How the Minnesota Zoo is helping to save one of the world's most endangered butterflies
The Minnesota Zoo, John Ball Zoo in Michigan and Assiniboine Park Conservancy in Canada have received the Association of Zoos and Aquariums' 2025 North American Conservation Award for their collaborative work to save the critically endangered Poweshiek skipperling butterfly.
"We're certainly honored to be recipients of this North American Conservation Award," Erik Runquist, conservation scientist at the Minnesota Zoo, said. "We hope this is a means by which we can collectively raise awareness."
Once common in the tallgrass prairies of Minnesota, the Poweshiek skipperling has suffered a dramatic decline in population in recent decades.
"Considered probably the most Minnesotan butterfly," Runquist said. "Used to be one of the most abundant butterflies in Minnesota's prairies until it remarkably disappeared."
The butterfly is now only found in a few isolated areas of Michigan and Manitoba, Canada. The decline is attributed to habitat loss and degradation.
In 2012, an initiative was launched by the three institutions to refine captive breeding techniques to stabilize the species.
Thousands of zoo-reared butterflies have been released into the wild, and now the entire U.S. population may trace back to just 18 females held at the Minnesota Zoo at the start of the program.
"Most of the individuals that exist currently are derived or related to those original 18 we had here at the Minnesota Zoo," Runquist said. "Conservation requires naive optimism at times."
Not much was known about the butterfly, and the team at the Minnesota Zoo had to go through vigorous trial and error to make the correct conditions for these insects to thrive.
"It's taken a lot of work and a lot of blood, sweat and tears," Runquist said.
The initiative allowed Amaya Thomas an opportunity to learn about these butterflies while doing a conservation internship at the Minnesota Zoo.
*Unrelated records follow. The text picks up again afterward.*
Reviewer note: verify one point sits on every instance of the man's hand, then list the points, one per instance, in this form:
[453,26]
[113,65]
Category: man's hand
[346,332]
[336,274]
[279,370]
"I wasn't super interested in insects at first," Thomas said. "I fell in love with these butterflies really quickly. The work we do here is just so important for these butterflies that are often overlooked."
Thomas now works at the Minnesota Zoo to help take care of the Poweshiek skipperling.
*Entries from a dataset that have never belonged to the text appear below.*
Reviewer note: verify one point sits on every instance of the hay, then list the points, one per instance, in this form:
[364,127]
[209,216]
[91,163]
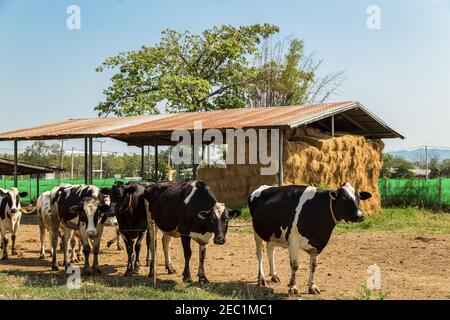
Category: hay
[314,158]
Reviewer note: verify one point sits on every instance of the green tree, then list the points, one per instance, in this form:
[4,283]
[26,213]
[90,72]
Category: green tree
[186,72]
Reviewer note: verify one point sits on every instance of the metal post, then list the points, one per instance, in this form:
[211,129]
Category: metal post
[15,164]
[332,126]
[156,159]
[37,185]
[91,179]
[86,169]
[280,159]
[142,162]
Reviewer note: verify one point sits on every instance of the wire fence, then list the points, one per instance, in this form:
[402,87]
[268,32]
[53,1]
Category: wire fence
[431,193]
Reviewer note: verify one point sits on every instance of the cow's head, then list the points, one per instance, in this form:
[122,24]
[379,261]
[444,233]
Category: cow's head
[216,220]
[12,198]
[120,196]
[95,210]
[347,203]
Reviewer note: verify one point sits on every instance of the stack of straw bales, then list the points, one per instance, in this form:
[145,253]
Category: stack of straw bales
[312,158]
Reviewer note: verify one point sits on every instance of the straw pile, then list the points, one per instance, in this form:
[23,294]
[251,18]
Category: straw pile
[312,158]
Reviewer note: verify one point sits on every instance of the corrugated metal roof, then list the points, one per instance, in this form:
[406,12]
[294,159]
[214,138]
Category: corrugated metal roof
[139,127]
According to the U.S. Fish and Wildlife Service, the species was listed as endangered in 2014.
The butterflies can be found with dots on the wings, indicating how the species is being tracked by different conservation groups.
"The world would be a lonelier place and smaller place without this butterfly," Runquist said.
The Minnesota Zoo says the Poweshiek skipperling typically has a life span of one year, and only lives for two weeks as an adult. The season for the butterflies is mid-to-late June.
In the future, as more sites across Michigan are stabilized, the Minnesota Zoo hopes to bring back the butterfly to Minnesota. But for now, they will continue to see how the Poweshiek skipperling impacts prairies.